Vivemos em um tempo onde a informação é onipresente. Com um toque na tela, somos inundados por dados e notícias. Mas, paradoxalmente, essa avalanche nem sempre se traduz em clareza ou, mais importante, em engajamento cívico. É neste cenário que a comunicação pública, especialmente no âmbito municipal, emerge não como um detalhe burocrático, mas como a própria essência de uma democracia vibrante. Longe dos antigos pressupostos da mera propaganda, estamos testemunhando uma verdadeira revolução na forma como governos locais se conectam com seus cidadãos.

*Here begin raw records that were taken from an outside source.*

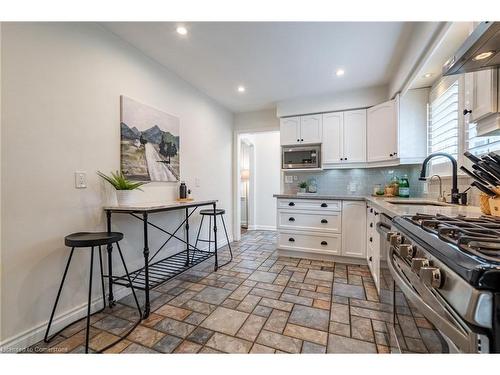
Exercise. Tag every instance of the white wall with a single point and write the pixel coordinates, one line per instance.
(353, 99)
(256, 121)
(60, 100)
(267, 179)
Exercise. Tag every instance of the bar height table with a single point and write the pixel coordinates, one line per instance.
(157, 272)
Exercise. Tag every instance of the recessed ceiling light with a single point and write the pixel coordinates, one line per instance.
(181, 30)
(484, 55)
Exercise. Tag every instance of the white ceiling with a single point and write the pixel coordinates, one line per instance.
(274, 61)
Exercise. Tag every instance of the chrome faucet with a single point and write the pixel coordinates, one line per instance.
(455, 195)
(441, 197)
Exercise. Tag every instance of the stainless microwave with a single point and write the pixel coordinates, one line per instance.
(301, 157)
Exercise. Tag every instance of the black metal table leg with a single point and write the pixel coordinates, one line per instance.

Desde a instauração do Estado Democrático de Direito pela Constituição de 1988, a dinâmica entre poder público e sociedade se transformou. O cidadão deixou de ser um mero espectador ou receptor passivo de informações. Ele é, agora, um ator fundamental, um corresponsável pela condução dos rumos de sua comunidade. A comunicação pública, nesse contexto, abandona o monólogo e abraça o diálogo. Ela compreende que o interesse público não é algo imposto, mas construído coletivamente, pavimentando o caminho para uma sociedade verdadeiramente cidadã.
Nesse novo pacto, dois pilares se mostram indispensáveis: a transparência e a participação popular. Não se trata apenas de “prestar contas” ou de jogar planilhas e relatórios em um portal on-line. A informação precisa ser não apenas disponível, mas inteligível, acessível e contextualizada. O grande desafio é transformar dados brutos em conhecimento útil, capacitando o cidadão a formar sua própria opinião e a intervir de forma qualificada nas discussões. A comunicação pública que almejamos é aquela que edifica ambientes de debate genuíno, de deliberação e de cooperação, conforme apontado por pensadores do tema. Ela se fundamenta em princípios éticos e na busca incessante pela verdade, incentivando um envolvimento cidadão autêntico.
A rápida evolução das Tecnologias de Informação e Comunicação (TICs) tem sido uma faca de dois gumes. Se, por um lado, o surgimento do “governo eletrônico” – com seus portais de serviço, aplicativos e redes sociais – promete mais eficiência e acessibilidade, por outro, nos confronta com o espinhoso problema da exclusão digital. De que vale um site inovador se uma parte significativa da população não possui acesso à internet ou a familiaridade para navegar em ambientes digitais? É imperativo que a corrida pela modernização tecnológica seja acompanhada por estratégias de inclusão digital e pela manutenção de canais de comunicação mais tradicionais. A segmentação de público, embora com propósitos distintos do marketing comercial, também se mostra vital: reconhecer as diversas realidades e necessidades dos diferentes grupos de cidadãos é essencial para garantir que a mensagem chegue a todos, sem deixar ninguém para trás.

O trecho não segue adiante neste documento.